Professor Henry Srebrnik

Professor Henry Srebrnik

Thursday, December 03, 2015

The Media's Islamophobia Obsession

Henry Srebrnik, Canadian Jewish News

In the days after ISIS terrorists carried out their attacks in Paris, virtually every media outlet immediately rushed to produce stories about a feared anti-Muslim backlash. For example, these two headlines appeared in the Nov. 21 edition of the Charlottetown Guardian: “Paris Muslims Facing Hostility After Attacks” and “Don’t Let Concern Mask Racism, says Ontario Premier.”

The media all seem in lock-step on this issue, and these sorts of stories are so ubiquitous now that you can count on one appearing the day after any terror activities related to Islamists. A visitor from Mars might get the impression that Parisians, or Torontonians, are running around bombing mosques and killing Muslims.

It all makes you wonder who decided on the “party line” to be taken by the media?

The great British economist John Maynard Keynes argued that the ideas of economists and political philosophers are more powerful than is commonly understood. “Practical men,” he wrote, “who believe themselves to be quite exempt from any intellectual influences, are usually slaves of some defunct economist.” 


And so it is with journalists. They have become intellectual prisoners of those academic ideologues they studied in university.

Theorists like the immensely influential Edward Said believed western populations are innately racist, xenophobic and bigoted against those he called non-western “others.” His acolytes believe that such negative attitudes now manifest themselves after every atrocity. They also contend that the perpetrators are mainly disturbed criminals, the products of poverty, unemployment and alienation, and not of religious fanaticism.

In other words, the reaction to terrorism is mainly “Islamophobia,” and has little to do with well-founded fear.

This term is, by the way, a very effective means of putting critics on the defensive, by portraying them as hysterics. But the word “phobia” describes irrational fears. One may suffer from a phobia regarding moths, but to fear potential terrorists is a different matter altogether.

Of course I’m not speaking about those who assign collective guilt to all Muslims and Islam. One can differentiate between such odious people and those who have genuine concerns. After all, does anyone assume that opposing Nazism meant condemning all Germans?

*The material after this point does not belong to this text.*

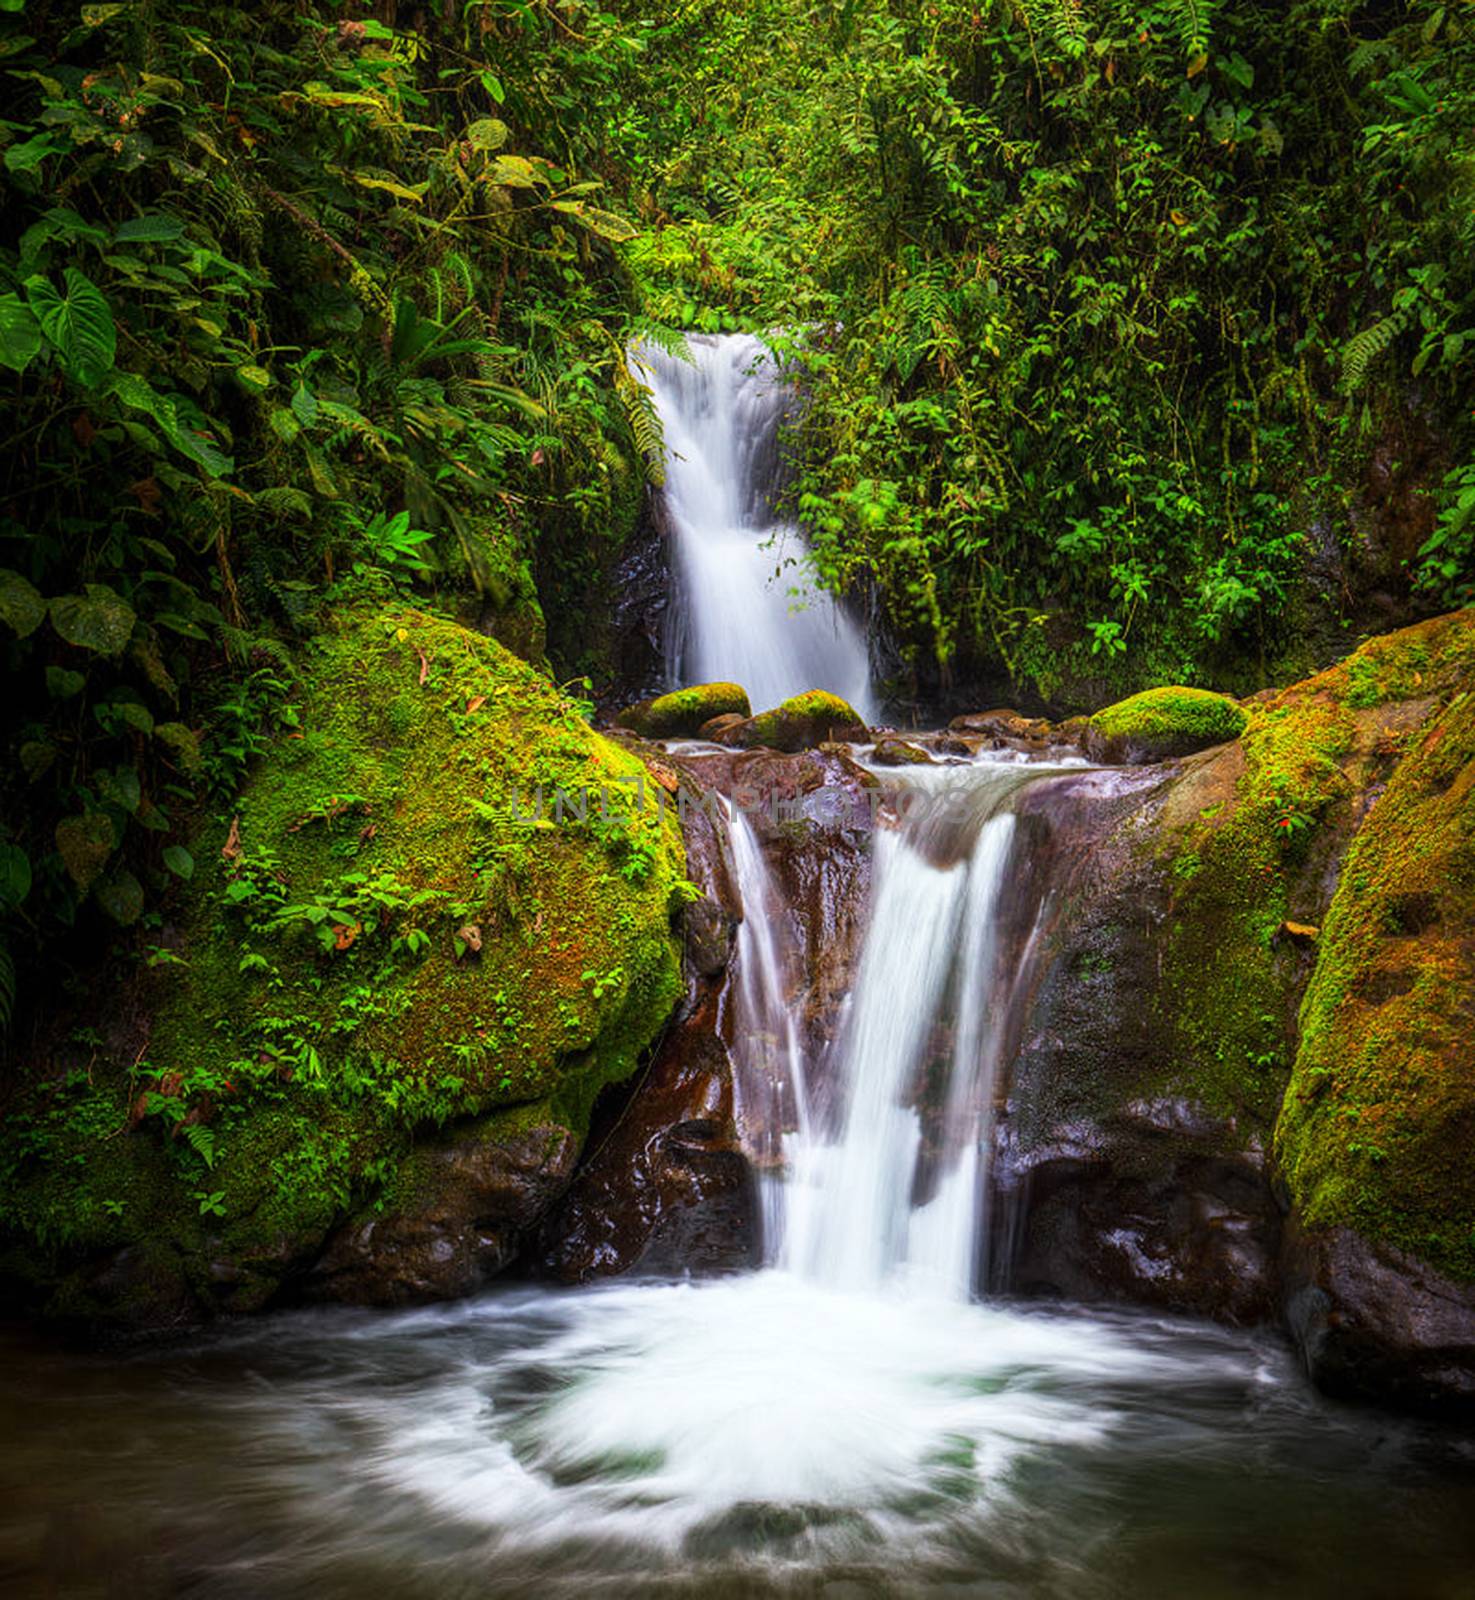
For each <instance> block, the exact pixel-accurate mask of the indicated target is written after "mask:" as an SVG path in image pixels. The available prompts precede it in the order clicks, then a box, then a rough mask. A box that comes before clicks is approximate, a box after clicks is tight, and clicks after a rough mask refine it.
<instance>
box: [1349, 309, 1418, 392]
mask: <svg viewBox="0 0 1475 1600" xmlns="http://www.w3.org/2000/svg"><path fill="white" fill-rule="evenodd" d="M1406 322H1408V312H1405V310H1395V312H1392V314H1390V315H1387V317H1384V318H1382V322H1374V323H1373V326H1371V328H1363V331H1361V333H1357V334H1353V336H1352V338H1350V339H1349V341H1347V346H1345V349H1344V350H1342V378H1341V384H1342V392H1344V394H1347V395H1355V394H1357V392H1358V390H1360V389H1361V387H1363V384H1365V382H1366V378H1368V368H1369V366H1371V365H1373V362H1376V360H1377V357H1379V355H1382V354H1384V352H1385V350H1387V349H1389V347H1390V346H1392V342H1393V339H1397V338H1398V334H1400V333H1403V328H1405V323H1406Z"/></svg>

The frustration felt by many who chafe at this political correctness and self-imposed censorship has led to the explosion of blogs. They have become the modern internet version of the samizdat, the clandestinely printed material that circulated in the old Communist states.

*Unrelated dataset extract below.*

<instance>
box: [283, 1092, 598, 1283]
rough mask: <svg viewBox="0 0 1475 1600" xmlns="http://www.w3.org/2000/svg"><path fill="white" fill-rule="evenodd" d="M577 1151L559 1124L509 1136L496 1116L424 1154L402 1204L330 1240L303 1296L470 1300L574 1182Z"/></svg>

These self-published works include analyses of political events and often suggest alternatives to the government’s handling of issues. Their proliferation today tells us something about our “official” media.

Ever since politicized radical Islam came to the fore in the 1970s, intellectuals on the left have lionized it as a new form of anti-capitalist “liberation.”  In 1978, Michel Foucault, an academic god in most university Humanities departments, travelled to Tehran, then in the midst of revolution against the Shah.

“It is perhaps the first great insurrection against global systems,” wrote Foucault of Ayatollah Khomeini’s rise, “the form of revolt that is the most modern and the most insane.”

As the noted political philosopher Michael Walzer wrote recently in the American social democratic journal Dissent, “I frequently come across leftists who are more concerned with avoiding accusations of Islamophobia than they are with condemning Islamist zealotry.”

They, he continued, “are so irrationally afraid of an irrational fear of Islam that they haven’t been able to consider the very good reasons for fearing Islamist zealots -- and so they have difficulty explaining what’s going on in the world.”

Ideological hegemony does not require secret police or torture chambers to keep people in line. The media are perfectly happy to take the lead.